Dependency Management

  • Use requirements.txt and virtual environments (python3 -m venv venv)
  • Use path venv for all virtual environments
  • Pin versions to version ranges
  • Activate venv before running code (unless in Docker)

Testing Standards

  • Manual testing preferred for applications
  • API Backend: Maintain api/docs/API_TESTING.md with endpoint examples, curl/httpie commands, expected responses
  • Unit tests: Use pytest for API backend (api/tests/)
  • Web Frontend: Manual testing checklist in public_web/README.md
  • Godot Client: Manual testing via Godot editor

Git Standards

Branch Strategy:

  • master - Production-ready code only
  • dev - Main development branch, integration point
  • beta - (Optional) Public pre-release testing

Workflow:

  • Feature work branches off dev (e.g., feature/add-scheduler)
  • Merge features back to dev for testing
  • Promote devbeta for public testing (when applicable)
  • Promote beta (or dev) → master for production

Commit Messages:

  • Use conventional commit format: feat:, fix:, docs:, refactor:, etc.
  • Keep commits atomic and focused
  • Write clear, descriptive messages

Tagging:

  • Tag releases on master with semantic versioning (e.g., v1.2.3)
  • Optionally tag beta releases (e.g., v1.2.3-beta.1)

Workflow Preference

I follow a pattern: brainstorm → design → code → revise


⚠️ CLAUDE WORKSPACE BELOW ⚠️

The sections above define development preferences and standards. Everything below is working context for Claude to track project-specific information, decisions, and progress.


Current Project Status

Status: Repository Reorganization Complete Last Updated: November 17, 2025 Document Version: 3.0

Recent Changes

Repository Reorganization (Nov 17, 2025):

  • Split monolithic Flask app into microservices architecture
  • Created three independent components: /api, /public_web, /godot_client
  • Each component has separate dependencies, configs, and deployment
  • API backend contains all business logic
  • Web frontend and Godot client are thin clients that call API

Active Decisions Log

  • Using Flask over FastAPI (team familiarity, RQ handles async)
  • Using RQ over Celery (simpler setup, adequate for scale)
  • Using Appwrite (reduces infrastructure overhead, built-in auth/realtime)
  • Using Dataclasses over ORM (flexibility, no migrations, JSON storage)
  • Turn-based combat (simpler AI prompts, better for multiplayer, classic D&D)
  • Microservices architecture (independent deployment, API as single source of truth)

Known Technical Debt

Public Web Frontend Service Dependencies: RESOLVED (Nov 21, 2025)

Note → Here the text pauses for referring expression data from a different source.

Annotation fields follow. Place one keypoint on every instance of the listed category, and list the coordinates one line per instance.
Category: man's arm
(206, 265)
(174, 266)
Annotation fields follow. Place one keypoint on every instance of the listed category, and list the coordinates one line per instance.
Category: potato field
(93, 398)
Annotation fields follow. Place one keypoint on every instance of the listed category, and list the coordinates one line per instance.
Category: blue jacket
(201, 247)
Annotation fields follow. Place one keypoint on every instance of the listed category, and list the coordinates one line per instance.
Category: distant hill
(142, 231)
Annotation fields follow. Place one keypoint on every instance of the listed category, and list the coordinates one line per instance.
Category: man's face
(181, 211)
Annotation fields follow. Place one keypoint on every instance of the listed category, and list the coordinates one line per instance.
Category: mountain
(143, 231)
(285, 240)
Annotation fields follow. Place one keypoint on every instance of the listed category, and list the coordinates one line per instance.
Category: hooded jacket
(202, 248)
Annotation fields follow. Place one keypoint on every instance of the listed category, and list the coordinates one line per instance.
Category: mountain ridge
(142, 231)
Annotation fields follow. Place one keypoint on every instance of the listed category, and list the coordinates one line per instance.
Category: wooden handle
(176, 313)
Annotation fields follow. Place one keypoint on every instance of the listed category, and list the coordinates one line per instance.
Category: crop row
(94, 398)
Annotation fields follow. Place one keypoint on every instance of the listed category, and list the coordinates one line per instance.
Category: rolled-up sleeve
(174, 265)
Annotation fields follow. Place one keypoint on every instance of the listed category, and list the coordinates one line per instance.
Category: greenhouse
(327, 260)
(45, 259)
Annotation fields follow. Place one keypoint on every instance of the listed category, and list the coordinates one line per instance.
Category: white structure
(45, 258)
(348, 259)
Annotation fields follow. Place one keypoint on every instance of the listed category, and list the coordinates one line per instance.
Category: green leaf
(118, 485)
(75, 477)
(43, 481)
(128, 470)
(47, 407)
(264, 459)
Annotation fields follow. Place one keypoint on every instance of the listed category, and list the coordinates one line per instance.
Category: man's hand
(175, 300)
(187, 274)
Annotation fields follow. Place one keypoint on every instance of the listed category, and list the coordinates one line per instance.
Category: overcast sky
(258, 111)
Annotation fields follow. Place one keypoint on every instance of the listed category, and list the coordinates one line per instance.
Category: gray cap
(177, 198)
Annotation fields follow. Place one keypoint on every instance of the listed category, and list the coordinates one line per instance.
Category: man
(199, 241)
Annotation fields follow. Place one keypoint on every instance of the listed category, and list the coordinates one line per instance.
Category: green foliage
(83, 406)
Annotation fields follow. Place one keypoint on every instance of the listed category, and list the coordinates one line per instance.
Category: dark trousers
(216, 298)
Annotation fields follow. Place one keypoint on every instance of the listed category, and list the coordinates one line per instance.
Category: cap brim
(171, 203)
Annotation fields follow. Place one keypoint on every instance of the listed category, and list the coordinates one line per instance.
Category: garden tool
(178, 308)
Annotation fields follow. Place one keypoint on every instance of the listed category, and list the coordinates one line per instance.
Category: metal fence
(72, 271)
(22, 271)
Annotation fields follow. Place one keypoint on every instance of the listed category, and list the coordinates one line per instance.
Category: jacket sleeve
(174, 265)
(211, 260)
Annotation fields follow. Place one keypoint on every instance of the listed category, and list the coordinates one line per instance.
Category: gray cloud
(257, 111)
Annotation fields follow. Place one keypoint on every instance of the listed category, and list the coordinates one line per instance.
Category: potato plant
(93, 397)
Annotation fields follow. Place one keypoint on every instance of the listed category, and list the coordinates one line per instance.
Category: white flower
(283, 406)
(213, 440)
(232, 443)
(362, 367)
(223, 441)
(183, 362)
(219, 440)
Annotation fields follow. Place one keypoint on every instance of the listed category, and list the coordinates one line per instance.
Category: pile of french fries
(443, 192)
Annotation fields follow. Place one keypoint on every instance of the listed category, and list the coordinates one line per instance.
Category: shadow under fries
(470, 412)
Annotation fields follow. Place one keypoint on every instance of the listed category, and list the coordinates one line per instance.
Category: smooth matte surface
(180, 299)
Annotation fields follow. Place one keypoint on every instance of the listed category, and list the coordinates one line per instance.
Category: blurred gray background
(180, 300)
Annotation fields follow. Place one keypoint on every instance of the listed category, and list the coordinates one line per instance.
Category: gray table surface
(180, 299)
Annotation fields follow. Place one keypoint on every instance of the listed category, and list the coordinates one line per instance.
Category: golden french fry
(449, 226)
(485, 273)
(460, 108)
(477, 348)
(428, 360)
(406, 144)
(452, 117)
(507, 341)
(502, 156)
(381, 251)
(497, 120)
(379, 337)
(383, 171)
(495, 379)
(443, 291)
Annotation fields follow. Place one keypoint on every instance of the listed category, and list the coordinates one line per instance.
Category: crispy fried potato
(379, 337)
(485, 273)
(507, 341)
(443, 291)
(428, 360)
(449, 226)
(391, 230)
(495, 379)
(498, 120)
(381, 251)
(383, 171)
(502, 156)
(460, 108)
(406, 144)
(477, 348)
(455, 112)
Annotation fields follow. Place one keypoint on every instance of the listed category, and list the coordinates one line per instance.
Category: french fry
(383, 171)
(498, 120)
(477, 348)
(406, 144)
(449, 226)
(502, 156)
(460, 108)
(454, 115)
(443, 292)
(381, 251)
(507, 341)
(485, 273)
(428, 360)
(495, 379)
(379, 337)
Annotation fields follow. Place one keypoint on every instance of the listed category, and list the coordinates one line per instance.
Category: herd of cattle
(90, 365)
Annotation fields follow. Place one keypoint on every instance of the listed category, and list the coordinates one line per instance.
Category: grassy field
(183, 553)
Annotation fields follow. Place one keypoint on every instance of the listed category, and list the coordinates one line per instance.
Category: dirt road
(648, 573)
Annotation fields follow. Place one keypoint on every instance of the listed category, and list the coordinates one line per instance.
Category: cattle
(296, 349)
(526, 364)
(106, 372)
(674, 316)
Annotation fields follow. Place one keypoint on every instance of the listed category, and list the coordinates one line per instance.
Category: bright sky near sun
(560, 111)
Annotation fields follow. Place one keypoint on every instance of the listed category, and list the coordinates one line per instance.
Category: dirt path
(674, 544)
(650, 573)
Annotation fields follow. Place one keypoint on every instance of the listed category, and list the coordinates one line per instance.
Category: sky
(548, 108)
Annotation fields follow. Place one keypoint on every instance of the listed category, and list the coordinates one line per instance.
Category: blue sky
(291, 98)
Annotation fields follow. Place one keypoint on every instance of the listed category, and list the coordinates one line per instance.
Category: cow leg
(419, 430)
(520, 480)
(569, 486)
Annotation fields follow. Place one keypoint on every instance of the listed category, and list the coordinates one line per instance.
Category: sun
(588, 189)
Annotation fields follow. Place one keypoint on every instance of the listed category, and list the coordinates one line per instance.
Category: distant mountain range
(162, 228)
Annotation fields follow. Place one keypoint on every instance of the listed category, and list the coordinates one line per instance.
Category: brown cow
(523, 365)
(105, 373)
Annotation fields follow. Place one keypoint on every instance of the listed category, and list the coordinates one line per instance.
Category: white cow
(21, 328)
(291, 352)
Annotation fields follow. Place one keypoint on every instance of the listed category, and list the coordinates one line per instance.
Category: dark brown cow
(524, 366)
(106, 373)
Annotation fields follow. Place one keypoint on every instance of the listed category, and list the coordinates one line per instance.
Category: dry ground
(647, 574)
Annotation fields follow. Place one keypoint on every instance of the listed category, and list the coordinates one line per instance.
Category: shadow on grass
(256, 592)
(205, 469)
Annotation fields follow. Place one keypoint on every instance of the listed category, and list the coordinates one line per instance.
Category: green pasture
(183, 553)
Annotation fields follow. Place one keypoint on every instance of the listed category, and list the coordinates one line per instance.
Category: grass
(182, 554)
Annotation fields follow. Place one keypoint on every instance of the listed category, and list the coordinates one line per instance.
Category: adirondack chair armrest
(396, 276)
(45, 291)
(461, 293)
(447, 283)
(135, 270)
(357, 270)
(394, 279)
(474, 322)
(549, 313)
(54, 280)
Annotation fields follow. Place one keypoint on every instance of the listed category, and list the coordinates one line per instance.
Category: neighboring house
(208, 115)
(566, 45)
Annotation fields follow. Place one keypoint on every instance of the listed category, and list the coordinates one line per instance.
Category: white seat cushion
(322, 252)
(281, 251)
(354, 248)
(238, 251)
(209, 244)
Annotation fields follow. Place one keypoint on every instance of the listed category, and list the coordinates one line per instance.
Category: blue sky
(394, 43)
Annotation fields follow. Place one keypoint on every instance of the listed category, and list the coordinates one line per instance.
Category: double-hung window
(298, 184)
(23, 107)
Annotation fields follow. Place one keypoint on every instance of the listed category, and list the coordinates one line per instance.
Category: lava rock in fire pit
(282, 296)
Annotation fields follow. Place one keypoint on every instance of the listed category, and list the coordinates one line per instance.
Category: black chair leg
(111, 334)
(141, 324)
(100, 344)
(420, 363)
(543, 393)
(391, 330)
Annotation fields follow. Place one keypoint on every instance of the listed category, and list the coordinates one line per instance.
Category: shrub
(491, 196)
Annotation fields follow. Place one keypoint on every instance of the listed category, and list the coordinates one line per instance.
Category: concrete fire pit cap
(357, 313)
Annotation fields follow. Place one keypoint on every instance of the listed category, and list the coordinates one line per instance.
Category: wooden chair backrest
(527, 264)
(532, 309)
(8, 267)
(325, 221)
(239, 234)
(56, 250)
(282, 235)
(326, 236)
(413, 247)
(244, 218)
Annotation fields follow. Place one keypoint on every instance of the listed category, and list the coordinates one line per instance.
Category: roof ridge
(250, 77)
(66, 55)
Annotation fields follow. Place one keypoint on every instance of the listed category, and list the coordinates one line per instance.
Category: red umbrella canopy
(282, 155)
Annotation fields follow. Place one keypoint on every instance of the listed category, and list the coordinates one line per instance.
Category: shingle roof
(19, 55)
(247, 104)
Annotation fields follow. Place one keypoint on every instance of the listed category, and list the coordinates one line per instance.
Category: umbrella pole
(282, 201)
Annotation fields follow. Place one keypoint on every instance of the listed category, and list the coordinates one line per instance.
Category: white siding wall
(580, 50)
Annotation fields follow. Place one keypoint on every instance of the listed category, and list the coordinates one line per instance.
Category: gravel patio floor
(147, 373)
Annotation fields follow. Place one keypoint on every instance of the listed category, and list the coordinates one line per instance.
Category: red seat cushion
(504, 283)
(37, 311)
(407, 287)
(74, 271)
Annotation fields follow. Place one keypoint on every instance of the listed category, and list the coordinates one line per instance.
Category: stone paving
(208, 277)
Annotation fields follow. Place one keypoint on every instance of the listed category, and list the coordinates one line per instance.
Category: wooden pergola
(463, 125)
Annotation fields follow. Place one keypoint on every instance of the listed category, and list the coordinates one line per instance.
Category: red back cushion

  • All views now use APIClient for HTTP requests to API backend
  • Stub service modules removed
  • Proper error handling with typed exceptions (APIError, APINotFoundError, etc.)
  • Session cookies forwarded to API for authentication

Remaining Minor Items:

  • Auth decorator doesn't re-validate expired API sessions (low priority)
  • Origin/class validation fetches full lists instead of single-item lookups (optimization opportunity)

Next Steps

  1. Refactor public_web views to use HTTP API calls Complete
  2. Test both API and web frontend independently
  3. Update Godot client to use new API structure (if needed)
  4. Continue Phase 4 development (quests, story progression, multiplayer)

Notes for Claude Code

When implementing features:

  1. Start with models - Define dataclasses first
  2. Write tests - TDD approach for game logic
  3. API then UI - Backend endpoints before frontend
  4. Security first - Validate inputs, check permissions
  5. Cost conscious - Monitor AI usage, implement limits
  6. Keep it simple - Prefer straightforward solutions
  7. Document as you go - Update documentation with decisions

Remember: Developer has strong security expertise (don't compromise security for convenience) and extensive infrastructure experience (focus on application logic).

  • memorize our godot workflow for the frontend.